Guiné > Região de Tombali > Catió > CCS / BART 1913 (1967/69) > Álbum fotográfico do Victor Condeço > Quartel > Foto 3A > "Vista aérea da Rotunda e Avenida de Catió antes de 1967. O edifício à esquerda na foto era a escola primária que em 1967 já tinha sido modificado".

Fotos (e legendas) de Catió: Victor Condeço (1943/2010) / © Blogue Luís Graça & Camaradas da Guiné (2007). Todos os direitos reservados


Ainda hoje, quando me dá para as reler, do maço em que estão religiosamente guardadas, ali na gaveta da escrivaninha, vejo bem retratado o esforço de as escrever. E lembro-me muito bem do lugar e quando as escrevi… O entusiasmo recíproco era crescente. Havia entre ambos uma empatia indiscutível. Cada um de sua parte, interrogava-se sobre o que aconteceria, após o regresso, se ele viesse a verificar-se.

A mãe dela- confessou-mo ela depois- andava tão preocupada com o entusiasmo que via nela, que lhe perguntou:
- Olha lá,  filha. E se, entretanto, te aparece algum rapaz que goste de ti?...
- Que lhe respondeste? - perguntei eu,  a brincar.
- Que isso não me preocupa. O que tiver de ser,  será.

O á-vontade entre ambos foi se firmando com os meses decorridos. A tal ponto que alguém sugeriu, não me lembro quem e como, que seria bom partilharmos uma fotografia.
Eu mandei-lhe uma em que estava vestido com um “bonito” pijama azul comprado no mercado dos sirianos [, na loja do sr. Saad].

Fiquei à espera da dela. Com muita curiosidade, como é de supor. Qual não foi o meu desapontamento, quando, certa manhã, ao abrir uma carta dei de caras com uma foto, tipo passe, via-se um pouco do tronco ao nível do peito e dos ombros, uma golita branca a sair sobre uma camisola de lã feita pela mãe, à mão, e o rosto muito vivaço duma mocita de treze ou catorze anos!..



Confesso que fiquei desiludido e desnorteado. Nunca imaginei ser isso possível.
- Pronto. Mais um pontapé que me deram à falsa fé… Só pode estar a gozar comigo…

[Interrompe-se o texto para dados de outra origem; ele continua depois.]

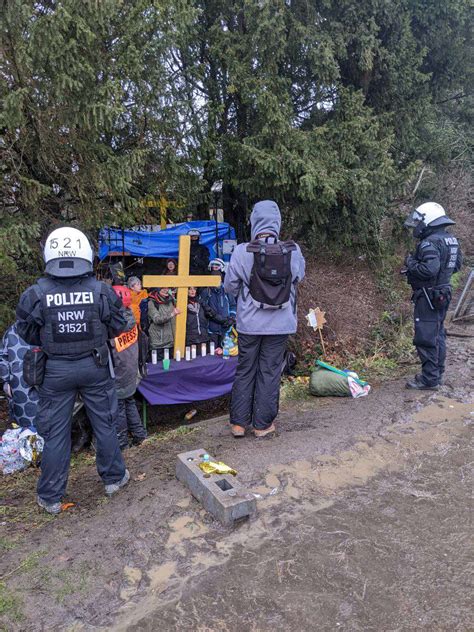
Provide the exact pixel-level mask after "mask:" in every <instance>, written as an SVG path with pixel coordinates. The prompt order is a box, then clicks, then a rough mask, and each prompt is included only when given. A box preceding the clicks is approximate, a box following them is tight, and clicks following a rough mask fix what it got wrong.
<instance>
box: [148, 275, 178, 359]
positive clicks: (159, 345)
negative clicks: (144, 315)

Coincidiu com a licença que o capitão me concedeu para ir a Bissau, tratar dos dentes – um salutar pretexto bem conhecido, para se passar uns dias fora da guerra. Bissau era uma metrópole africana, segura e cosmopolita. Para se passar umas ricas férias.

Entretanto a comissão ia decorrendo. Fui toda a viagem de avioneta,  ensimesmado. A olhar para a foto, de vez em quando.
- Só pode ser uma partida. Mas se é… diz muito mal dela…- pensava eu.

Nem deu para saborear a esfusiante beleza natural do emaranhado verde das bolanhas, matas com os rios em serpente, que se vê lá de cima, durante a meia hora até Bissau.

Os primeiros dias de Bissau foram soturnos. À procura duma explicação plausível. Não a encontrava. Só descansei quando resolvi deitar tudo para trás das costas e aproveitar bem aqueles parcos dias de libertação.
– Vou deixar de escrever-lhe e pronto. Ela, se estiver interessada, há-de explicar tudo muito bem.

Voltava de novo ao ponto de partida. Foi o que fiz melhor. 

Quando regressei a Catió, tinha umas duas ou três cartas. Numa delas vinha uma fotografia. Essa sim. Duma moça viçosa, duns vinte e tal anos. Um rosto duma beleza de linhas, fora do trivial, muito expressiva. E o corpo também. Não era uma boneca banal e estilizada. Tinha garra. Sinceramente agradou-me.
- Então porque mandou a outra, mais que ultrapassada?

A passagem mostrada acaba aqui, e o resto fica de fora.